One of the bipartisan infrastructure deal’s pay-fors is reviving longstanding questions over who should pay to clean up some of the nation’s most contaminated land.
The White House released a framework on Thursday for its $579 billion bipartisan infrastructure deal. Included within the pay-fors of that plan is a line item to “reinstate Superfund fees for chemicals,” a potential restoration of excise taxes that expired in the mid-nineties.
Lawmakers in favor of bringing back the “polluters pay” tax model, including Rep. Earl Blumenauer (D-Ore.), applauded the provision. But industry representatives said that with few details to go on, questions remain on whether the revenue scheme should apply more broadly so that companies aren’t financially responsible for sites that they otherwise wouldn’t be liable for under the Superfund law.
American Chemistry Council President and CEO Chris Jahn said in a statement Friday that the group opposes the “misguided” pay-for, which “will only serve to damage and stifle a bright spot in America’s economy, the U.S. business of chemistry, at a fragile time of economic recovery when our nation can least afford it.”
The Superfund law, enacted in 1980, created a federal program to clean up hazardous sites. It also created a tax on the chemical and petroleum industries and gave the government broad authority to respond directly to releases or threatened releases of hazardous substances.
Blumenauer introduced separate legislation in April to reinstate fees on petrochemical companies to clean up toxic waste sites. He said he thinks the effort will succeed this time because of the Biden administration’s backing and broad public support.
“After having pounded on this for about a dozen years, I really, really feel good,” Blumenauer, a Ways and Means Committee member, said Thursday. “It’s on the right path.”
Blumenauer said it is “indefensible” not to support reimposing the taxes, which expired in 1995, on entities that generate hazardous waste. Letting the taxes expire amounted to a “get-out-of-jail-free card” for polluters, he said.

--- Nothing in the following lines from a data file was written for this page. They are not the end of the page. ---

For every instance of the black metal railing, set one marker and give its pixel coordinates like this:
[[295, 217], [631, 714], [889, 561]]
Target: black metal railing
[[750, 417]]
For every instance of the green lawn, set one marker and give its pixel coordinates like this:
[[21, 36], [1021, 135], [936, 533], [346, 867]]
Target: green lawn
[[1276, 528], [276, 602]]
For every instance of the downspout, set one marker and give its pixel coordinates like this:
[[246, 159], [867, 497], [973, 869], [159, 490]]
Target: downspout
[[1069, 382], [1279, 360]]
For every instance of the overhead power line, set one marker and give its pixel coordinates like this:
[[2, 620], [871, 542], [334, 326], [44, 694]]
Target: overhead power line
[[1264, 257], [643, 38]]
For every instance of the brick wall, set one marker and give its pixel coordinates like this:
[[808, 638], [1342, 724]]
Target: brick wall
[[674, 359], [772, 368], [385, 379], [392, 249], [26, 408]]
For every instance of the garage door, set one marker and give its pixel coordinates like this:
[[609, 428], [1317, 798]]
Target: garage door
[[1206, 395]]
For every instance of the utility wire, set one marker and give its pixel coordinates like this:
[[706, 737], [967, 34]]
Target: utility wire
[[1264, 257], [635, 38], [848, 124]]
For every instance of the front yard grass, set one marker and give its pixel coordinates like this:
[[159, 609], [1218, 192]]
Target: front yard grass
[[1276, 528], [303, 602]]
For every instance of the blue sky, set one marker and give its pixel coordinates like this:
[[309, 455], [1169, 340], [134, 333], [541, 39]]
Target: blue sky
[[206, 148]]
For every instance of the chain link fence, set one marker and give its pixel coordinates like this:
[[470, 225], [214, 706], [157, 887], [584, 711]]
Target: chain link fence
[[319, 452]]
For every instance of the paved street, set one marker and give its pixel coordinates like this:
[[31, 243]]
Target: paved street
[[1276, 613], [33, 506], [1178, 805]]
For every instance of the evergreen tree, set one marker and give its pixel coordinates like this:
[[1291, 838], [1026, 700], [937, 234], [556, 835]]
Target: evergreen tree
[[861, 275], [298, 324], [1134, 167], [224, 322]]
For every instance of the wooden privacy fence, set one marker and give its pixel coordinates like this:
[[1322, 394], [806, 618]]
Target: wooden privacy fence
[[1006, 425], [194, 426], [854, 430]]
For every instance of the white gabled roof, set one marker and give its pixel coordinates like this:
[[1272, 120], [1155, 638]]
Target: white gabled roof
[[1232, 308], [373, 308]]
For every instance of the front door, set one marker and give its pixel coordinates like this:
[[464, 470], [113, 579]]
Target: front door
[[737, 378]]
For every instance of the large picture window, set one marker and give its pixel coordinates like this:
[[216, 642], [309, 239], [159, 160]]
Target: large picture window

He estimated the revenue generated from reinstating the fees would likely amount to $4 billion.
An Old Debate Renewed
Petrochemical companies, however, have been arguing for a long time that they have stepped up at sites where they have identified responsibility under the law. They have started actually paying for and performing the clean up work, said Steven Jawetz, a principal in the Washington office of Beveridge & Diamond PC whose practice focuses on Superfunds.
Imposing a “polluters pay” tax could mean that some of these taxes are being paid by people who are unconnected to the sites, he said.
“It depends on your view of what’s fair or not,” Jawetz said. “There’s no question, from a social perspective, society needs these abandoned sites addressed, but why should one segment of American industry be required to pay for that?”
Jawetz noted that the original Superfund tax scheme included several components—a general corporate tax and one on the petrochemical industry. Over the years there were several attempts made to reauthorize the tax, but they were never successful, he said.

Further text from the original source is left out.